俺様社長と溺愛婚前同居!?

「どうしたんだ、これ」

「何を着ていけばいいか悩んでいたら、正解が分からなくなって……」

「はは、そんなことで悩んでいたのか。結花は何を着ていこうと思ったんだ?」

 悩むほどたくさん持っているわけじゃない。あるのはカジュアルな服ばかりで、女らしさからほど遠いものばかり。

「やっぱり私はお留守番でいいよ。着ていく服がないもん」

「そんなことない。じゃあ俺が決める。これと、これな」

「ええっ」

 賢人が選んだのは、真っ白のTシャツにデニムのスキニーパンツ。

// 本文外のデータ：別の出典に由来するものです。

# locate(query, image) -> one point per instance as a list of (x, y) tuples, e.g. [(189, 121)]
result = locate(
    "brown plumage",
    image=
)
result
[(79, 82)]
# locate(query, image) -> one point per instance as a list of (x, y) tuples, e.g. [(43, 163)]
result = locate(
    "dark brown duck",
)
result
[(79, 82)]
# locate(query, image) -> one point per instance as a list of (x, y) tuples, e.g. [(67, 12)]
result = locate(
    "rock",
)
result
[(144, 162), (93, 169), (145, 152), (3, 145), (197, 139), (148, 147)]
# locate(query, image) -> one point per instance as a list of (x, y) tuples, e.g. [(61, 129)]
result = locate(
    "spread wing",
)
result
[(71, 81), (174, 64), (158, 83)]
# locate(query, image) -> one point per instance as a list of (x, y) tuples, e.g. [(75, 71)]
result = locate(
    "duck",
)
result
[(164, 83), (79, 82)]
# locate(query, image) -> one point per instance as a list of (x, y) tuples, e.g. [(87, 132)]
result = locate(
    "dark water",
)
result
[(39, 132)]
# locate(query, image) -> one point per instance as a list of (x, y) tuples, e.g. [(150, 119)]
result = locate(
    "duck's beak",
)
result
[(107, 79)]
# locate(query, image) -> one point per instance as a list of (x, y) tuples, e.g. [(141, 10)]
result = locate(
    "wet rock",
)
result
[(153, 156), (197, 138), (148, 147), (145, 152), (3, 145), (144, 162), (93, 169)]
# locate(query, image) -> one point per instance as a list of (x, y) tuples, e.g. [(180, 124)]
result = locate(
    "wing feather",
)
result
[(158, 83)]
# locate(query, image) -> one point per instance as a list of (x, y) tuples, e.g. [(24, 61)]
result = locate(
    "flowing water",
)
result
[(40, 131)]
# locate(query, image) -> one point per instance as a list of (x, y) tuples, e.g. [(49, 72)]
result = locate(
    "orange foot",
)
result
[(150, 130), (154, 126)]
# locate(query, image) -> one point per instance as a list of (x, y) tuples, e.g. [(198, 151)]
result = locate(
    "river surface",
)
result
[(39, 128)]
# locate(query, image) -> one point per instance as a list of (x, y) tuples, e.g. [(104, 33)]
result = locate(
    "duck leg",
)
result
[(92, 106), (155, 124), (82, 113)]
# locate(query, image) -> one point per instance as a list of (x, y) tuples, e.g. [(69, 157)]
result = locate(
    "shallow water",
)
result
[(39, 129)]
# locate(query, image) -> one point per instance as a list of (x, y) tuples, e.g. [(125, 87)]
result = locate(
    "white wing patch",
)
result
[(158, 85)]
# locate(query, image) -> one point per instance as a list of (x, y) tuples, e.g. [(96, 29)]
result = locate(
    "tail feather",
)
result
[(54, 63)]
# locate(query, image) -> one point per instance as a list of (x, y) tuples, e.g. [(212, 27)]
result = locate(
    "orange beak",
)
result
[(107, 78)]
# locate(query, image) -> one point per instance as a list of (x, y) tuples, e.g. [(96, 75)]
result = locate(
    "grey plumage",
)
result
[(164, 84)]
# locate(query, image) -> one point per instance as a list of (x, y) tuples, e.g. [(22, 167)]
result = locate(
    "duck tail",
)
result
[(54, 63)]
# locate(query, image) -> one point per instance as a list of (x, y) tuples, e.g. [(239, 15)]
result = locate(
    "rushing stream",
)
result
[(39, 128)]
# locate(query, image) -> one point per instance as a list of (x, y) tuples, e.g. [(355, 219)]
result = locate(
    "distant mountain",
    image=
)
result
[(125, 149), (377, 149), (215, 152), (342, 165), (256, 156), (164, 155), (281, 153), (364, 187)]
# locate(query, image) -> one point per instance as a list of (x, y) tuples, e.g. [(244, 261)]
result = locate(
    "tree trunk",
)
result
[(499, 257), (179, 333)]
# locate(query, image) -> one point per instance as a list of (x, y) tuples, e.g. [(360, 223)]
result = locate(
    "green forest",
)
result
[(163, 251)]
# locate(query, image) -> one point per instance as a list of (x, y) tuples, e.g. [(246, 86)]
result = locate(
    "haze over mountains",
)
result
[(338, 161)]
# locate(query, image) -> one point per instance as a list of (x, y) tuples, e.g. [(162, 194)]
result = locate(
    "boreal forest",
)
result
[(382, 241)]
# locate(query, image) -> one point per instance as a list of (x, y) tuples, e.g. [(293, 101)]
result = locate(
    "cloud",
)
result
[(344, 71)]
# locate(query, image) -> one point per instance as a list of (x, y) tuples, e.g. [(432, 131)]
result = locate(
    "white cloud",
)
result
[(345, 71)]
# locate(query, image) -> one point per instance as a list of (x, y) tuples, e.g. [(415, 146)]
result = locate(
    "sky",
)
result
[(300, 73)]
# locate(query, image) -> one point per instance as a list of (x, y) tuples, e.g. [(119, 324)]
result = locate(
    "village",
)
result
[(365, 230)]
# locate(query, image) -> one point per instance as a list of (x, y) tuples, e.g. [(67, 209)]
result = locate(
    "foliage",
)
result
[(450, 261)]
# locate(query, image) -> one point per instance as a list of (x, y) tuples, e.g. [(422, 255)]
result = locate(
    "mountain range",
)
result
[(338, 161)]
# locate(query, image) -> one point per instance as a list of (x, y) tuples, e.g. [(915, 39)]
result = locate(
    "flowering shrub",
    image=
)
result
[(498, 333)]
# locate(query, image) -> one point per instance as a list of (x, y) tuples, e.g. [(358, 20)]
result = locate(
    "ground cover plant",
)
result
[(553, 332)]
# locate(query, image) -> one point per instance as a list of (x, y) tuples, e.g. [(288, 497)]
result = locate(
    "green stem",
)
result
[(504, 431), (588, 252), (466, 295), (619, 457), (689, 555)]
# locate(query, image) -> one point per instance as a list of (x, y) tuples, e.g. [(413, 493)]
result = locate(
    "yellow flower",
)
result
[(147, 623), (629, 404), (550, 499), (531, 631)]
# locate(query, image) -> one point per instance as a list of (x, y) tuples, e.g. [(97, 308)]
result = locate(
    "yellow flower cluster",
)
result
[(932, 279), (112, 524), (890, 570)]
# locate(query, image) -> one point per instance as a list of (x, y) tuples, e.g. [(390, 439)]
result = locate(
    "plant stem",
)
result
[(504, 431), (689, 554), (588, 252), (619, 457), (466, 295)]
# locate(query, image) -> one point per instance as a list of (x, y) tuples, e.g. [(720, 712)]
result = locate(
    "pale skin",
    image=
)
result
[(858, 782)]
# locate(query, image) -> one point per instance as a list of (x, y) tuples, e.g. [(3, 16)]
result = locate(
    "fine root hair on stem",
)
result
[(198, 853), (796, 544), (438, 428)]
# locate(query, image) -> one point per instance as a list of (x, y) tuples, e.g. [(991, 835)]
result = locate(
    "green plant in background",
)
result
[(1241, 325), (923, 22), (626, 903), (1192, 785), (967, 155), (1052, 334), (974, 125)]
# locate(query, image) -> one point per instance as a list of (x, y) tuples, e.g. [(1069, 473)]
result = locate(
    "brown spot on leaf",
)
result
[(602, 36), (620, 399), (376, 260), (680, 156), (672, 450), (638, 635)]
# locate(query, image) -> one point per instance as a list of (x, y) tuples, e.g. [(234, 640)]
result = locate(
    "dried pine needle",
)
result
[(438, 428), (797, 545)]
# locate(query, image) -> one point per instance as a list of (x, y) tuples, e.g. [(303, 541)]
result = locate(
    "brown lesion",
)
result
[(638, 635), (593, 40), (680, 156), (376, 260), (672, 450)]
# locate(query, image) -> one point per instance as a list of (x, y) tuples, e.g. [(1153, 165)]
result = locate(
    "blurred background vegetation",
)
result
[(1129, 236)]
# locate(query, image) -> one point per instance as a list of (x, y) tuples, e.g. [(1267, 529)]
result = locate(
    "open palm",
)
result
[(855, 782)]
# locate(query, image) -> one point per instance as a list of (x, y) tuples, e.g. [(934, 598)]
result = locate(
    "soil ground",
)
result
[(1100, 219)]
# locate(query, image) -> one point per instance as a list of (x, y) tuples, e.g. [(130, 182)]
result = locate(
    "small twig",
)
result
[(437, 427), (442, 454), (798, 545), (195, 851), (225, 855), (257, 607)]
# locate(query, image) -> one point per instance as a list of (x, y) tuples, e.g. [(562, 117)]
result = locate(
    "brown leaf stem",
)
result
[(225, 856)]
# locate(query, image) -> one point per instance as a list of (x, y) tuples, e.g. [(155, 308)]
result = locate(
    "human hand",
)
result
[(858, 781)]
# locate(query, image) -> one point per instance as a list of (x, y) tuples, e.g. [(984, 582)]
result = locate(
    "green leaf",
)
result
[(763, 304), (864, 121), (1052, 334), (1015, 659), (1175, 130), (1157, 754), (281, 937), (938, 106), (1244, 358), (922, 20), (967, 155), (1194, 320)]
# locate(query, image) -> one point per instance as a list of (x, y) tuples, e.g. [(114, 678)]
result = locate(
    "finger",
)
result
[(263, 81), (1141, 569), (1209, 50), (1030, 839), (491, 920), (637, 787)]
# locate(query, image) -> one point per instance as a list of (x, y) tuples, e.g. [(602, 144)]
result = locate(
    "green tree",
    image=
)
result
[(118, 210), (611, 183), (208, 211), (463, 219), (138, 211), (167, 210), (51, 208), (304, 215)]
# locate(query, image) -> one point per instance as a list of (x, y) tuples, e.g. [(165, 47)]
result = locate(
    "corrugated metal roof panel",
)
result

こんな格好でいいの? と彼のほうを見てみると、何の迷いもなさそうな賢人さんが笑う。

「俺も白のTシャツにデニムだし。お揃いだよ」

「あ……」

 私のコーディネートと同じアイテムを着ていることに気づいた。私と違って、シンプルなスタイルなのにオシャレ感が漂っているけど。

「似たような感じだったら恥ずかしくないだろ。浮くこともないし」

「まあ……確かに」

「早く行くぞ」

「うん……っ」

 扉が閉まったあと、すぐに着替え始める。

 私に気を遣って、同じような格好をしてくれたのだろうか。そもそも私はいつもこんな格好だし、気にするのは今更かもしれないけど……。